Dickens tried to interview a sailor who had been imprisoned for 11 years and was about to be released. "'I am very glad to hear your time is nearly out.' What does he say? Nothing. Why does he stare at his hands, and pick the flesh upon his fingers, and raise his eyes for an instant … to those bare walls which have seen his head turn grey? ... Does he never look men in the face, and does he always pluck at those hands of his, as though he were bent on parting skin and bone?"
His conclusion:
A helpless, crushed and broken man. … Better to have hanged him in the beginning than bring him to this pass, and send him forth to mingle with his kind, who are his kind no more. On the haggard face of every man among these prisoners, the same expression sat. I know not what to liken it to. It had something of that strained attention which we see upon the faces of the blind and deaf, mingled with a kind of horror, as though they had all been secretly terrified. In every little chamber that I entered, and at every grate through which I looked, I seemed to see the same appalling countenance. It lives in my memory, with the fascination of a remarkable picture. Parade before my eyes, a hundred men, with one among them newly released from this solitary suffering, and I would point him out.

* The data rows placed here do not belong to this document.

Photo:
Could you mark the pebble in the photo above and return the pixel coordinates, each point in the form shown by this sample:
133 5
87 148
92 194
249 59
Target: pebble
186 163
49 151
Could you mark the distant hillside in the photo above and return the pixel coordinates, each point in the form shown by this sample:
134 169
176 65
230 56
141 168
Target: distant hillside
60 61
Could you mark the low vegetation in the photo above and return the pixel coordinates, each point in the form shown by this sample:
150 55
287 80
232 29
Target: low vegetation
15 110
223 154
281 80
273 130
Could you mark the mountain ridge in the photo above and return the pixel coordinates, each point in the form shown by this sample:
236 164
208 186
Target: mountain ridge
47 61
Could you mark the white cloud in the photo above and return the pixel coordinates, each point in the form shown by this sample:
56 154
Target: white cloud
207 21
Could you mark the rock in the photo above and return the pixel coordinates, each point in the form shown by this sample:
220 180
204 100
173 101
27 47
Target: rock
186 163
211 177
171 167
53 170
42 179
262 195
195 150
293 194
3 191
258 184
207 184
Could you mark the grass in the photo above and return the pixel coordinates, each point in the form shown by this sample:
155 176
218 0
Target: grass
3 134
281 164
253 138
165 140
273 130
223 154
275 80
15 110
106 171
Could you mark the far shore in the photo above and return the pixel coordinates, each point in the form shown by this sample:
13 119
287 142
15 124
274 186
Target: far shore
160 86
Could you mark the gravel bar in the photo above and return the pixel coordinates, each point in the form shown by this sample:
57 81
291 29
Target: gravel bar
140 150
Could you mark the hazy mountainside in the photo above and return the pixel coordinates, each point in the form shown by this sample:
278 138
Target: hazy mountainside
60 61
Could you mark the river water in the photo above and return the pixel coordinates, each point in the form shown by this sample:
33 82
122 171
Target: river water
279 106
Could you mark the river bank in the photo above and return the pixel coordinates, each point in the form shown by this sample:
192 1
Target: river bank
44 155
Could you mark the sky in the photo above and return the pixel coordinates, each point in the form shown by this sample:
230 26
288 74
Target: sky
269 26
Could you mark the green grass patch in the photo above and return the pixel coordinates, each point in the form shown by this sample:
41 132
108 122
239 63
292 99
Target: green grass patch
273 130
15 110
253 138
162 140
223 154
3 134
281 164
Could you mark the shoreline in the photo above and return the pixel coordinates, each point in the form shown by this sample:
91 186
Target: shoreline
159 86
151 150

Dickens urged his American readers to abolish the Silent System: "Nothing wholesome or good has ever had its growth in such unnatural solitude, [and] even a dog … would pine and mope and rust away beneath its influence." But his common sense and common decency have not prevailed. Eastern ended its solitary confinement practices in 1913 and was closed in 1970. But the soul-destroying methods of isolation and deprivation it pioneered have become mainstream once again in America's prisons. It's finally time to abolish them.